Friday, July 04, 2008

A Time for Freedoms

Today is the Fourth of July, one of those mysterious holiday, where I never know what is going to happen, what to make of it. There are no set traditions for it, at least in my circle of acquaintances. What are some Fourth of July traditions? I mean, the holiday was birthed from rebels starting a war. Should we all dress in Colonial garb, carry around muskets, or write long and wordy documents declaring the freedoms we want? I think instead we eat and set off fireworks, right? This year the eating will happen, but the fireworks won't now that Orcutt isn't allowed to have them. Hmm...maybe that is something we can protest, we can declare our freedom for, we can write a Declaration of Fireworks! Here are some things I'm thinking of Declaring Freedom for:

Freedom to bear cellphones while driving
Freedom to partake in firework ceremonies
Freedom to receive free state-funded Starbucks beverages
Freedom to set up private work-schedules (ie every Friday off, every other Monday a holiday)
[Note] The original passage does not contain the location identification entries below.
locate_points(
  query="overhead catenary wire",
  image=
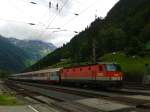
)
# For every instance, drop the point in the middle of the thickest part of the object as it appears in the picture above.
(54, 18)
(79, 14)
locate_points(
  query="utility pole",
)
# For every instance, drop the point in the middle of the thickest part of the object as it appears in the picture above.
(94, 45)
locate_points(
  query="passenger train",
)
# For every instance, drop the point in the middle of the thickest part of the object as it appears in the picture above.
(101, 74)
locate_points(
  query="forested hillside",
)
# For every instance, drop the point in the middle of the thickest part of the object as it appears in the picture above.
(12, 58)
(125, 28)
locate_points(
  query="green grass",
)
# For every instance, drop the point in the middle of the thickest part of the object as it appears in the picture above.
(9, 100)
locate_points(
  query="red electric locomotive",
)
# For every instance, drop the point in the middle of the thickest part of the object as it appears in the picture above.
(102, 74)
(105, 74)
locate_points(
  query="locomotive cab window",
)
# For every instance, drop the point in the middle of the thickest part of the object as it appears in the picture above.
(113, 67)
(100, 68)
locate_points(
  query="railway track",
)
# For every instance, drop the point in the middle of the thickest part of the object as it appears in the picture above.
(78, 94)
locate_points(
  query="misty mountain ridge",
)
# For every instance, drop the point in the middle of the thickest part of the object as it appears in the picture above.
(36, 49)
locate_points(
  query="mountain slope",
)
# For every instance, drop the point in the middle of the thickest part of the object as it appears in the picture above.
(12, 58)
(35, 49)
(126, 29)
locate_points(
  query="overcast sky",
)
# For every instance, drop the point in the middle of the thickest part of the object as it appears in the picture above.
(71, 15)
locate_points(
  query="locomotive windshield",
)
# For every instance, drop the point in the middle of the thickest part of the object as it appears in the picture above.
(113, 67)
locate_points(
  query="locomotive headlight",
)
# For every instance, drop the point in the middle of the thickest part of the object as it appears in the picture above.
(116, 75)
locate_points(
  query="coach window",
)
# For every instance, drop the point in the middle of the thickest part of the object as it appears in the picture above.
(89, 68)
(80, 69)
(100, 68)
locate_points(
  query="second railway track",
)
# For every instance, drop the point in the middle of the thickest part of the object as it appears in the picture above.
(65, 94)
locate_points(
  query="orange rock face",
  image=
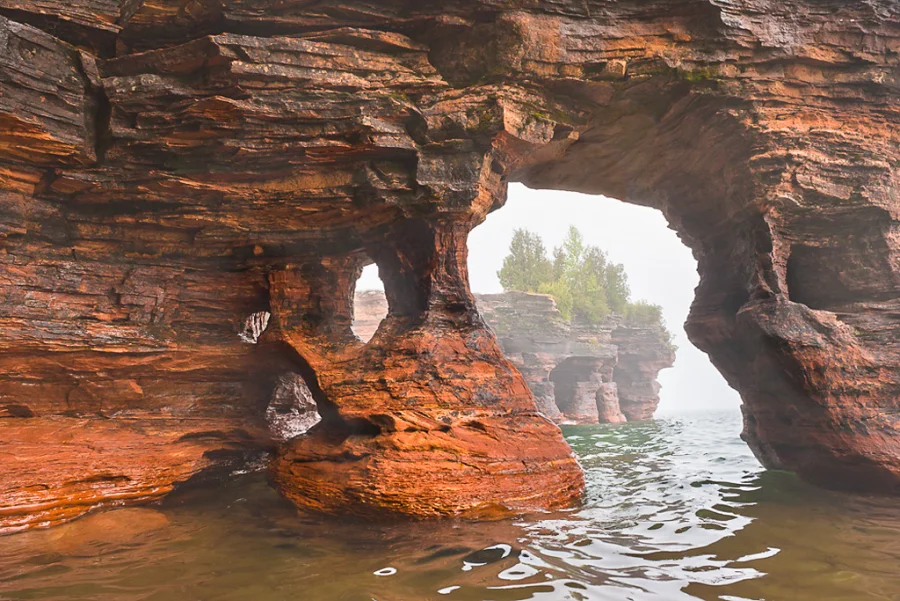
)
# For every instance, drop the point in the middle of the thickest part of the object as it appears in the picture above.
(167, 171)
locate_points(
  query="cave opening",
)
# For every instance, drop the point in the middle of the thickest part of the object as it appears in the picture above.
(370, 305)
(575, 370)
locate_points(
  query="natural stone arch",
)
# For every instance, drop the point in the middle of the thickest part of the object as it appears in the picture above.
(183, 164)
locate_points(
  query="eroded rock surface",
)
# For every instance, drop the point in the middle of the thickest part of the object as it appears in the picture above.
(572, 369)
(168, 169)
(604, 372)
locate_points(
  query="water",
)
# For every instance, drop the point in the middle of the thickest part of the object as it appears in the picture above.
(676, 510)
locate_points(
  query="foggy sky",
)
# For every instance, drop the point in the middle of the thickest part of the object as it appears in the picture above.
(660, 270)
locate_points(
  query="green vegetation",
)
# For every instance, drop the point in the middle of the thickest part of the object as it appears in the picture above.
(586, 286)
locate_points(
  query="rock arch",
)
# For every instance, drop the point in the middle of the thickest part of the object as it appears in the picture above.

Those in favor of writing a Declaration of these freedoms, say "I!"

Wednesday, July 02, 2008

Fauf's Got Talent

Many of you have heard me tell about my new fave TV show right now: America's Got Talent. Yes, I'm loving it. The judges really make it fun, and of course some of these people who think they have talent and then try it out, can be pretty ridiculous. Like the one guy who thought he sang like Tom Jones pretty well. He started singing and it sounded more like Elvis. So Sharon clarified it for him: "So you're doing Elvis doing Tom Jones." Or the woman who called herself the Singing Fairy. Yes, she was dressed as a fairy, and yes she tried to sing. Last night there was a ridiculous woman with ginormous boobs. And she used those humungous boobs to cruch cans! She called herself Busty Heart. The judges have already spoken memorable lines:

Sharon: "Most orchestra players are old greasy men, but you're fabulous!"
Pierce: "You are a complete waste of space and I want you to go now."
Cheesy David: "I'm proud of you for sticking with your dream, son!"

I sort of wish we had commentators to pass judgment on everyday life. It could make life very interesting....but I guess that's what this blog is for.